Core legal shortcomings of Obama’s Iran agreement

US President Barack Obama’s Iran nuclear agreement has been widely criticized on military or strategic grounds. For the most part, these pertinent critiques have been well-deserved.

 

In brief, as any informed observer must readily conclude, there is little doubt that the pact would sustain or perhaps even accelerate already-ongoing Iranian nuclearization.

 

The agreement also has major jurisprudential liabilities, substantial legal flaws that have yet to be fully recognized. In this connection, the most significant risks have to do with permitting Iran to enrich uranium after any designated period of years.
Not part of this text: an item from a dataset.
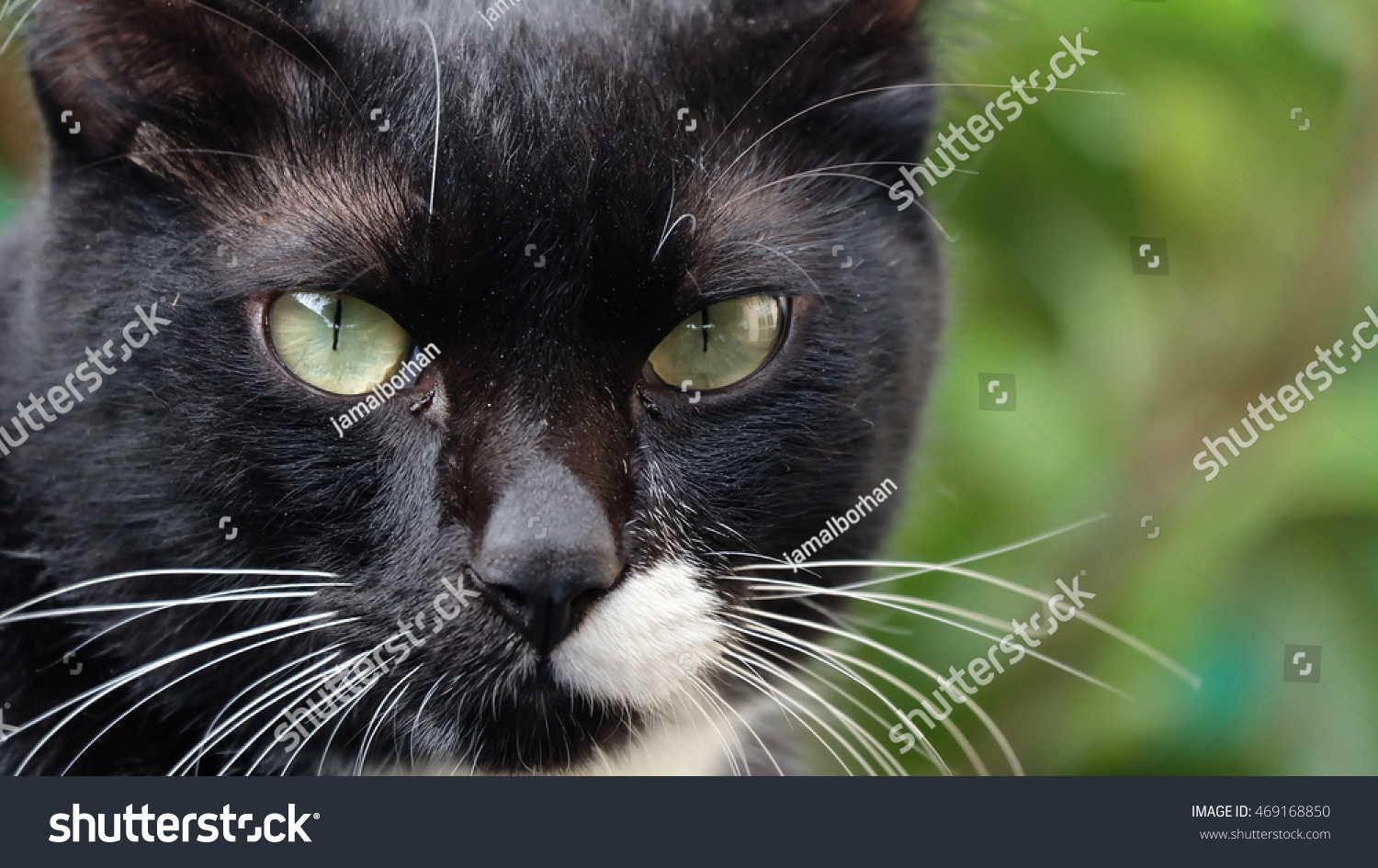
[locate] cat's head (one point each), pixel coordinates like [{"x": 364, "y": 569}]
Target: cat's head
[{"x": 535, "y": 540}]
All such permissions necessarily contradict the 1968 Non Proliferation Treaty, or NPT, especially those treaty provisions that obligate Iran, as well as other non-nuclear member states, to remain non-nuclear in perpetuity.

 

The US, we are often reminded, is a nation of laws. International law, moreover, is part of the law of the United States. Incontestably, this means, according to Article 6 of the US Constitution, that any US acceptance of the new Iran agreement must ipso facto violate American law.

 

Another overlooked legal violation concerns the Obama administration’s expressed unwillingness to abide by the 1948 Genocide Convention. More particularly, the American president refused to base his country’s negotiations with Iran upon an appropriately contingent expectation that Tehran’s leadership abrogate genocidal statements.

 

These conspicuous Iranian declarations regarding Israel are plainly impermissible. They constitute an egregious violation of international and US national law.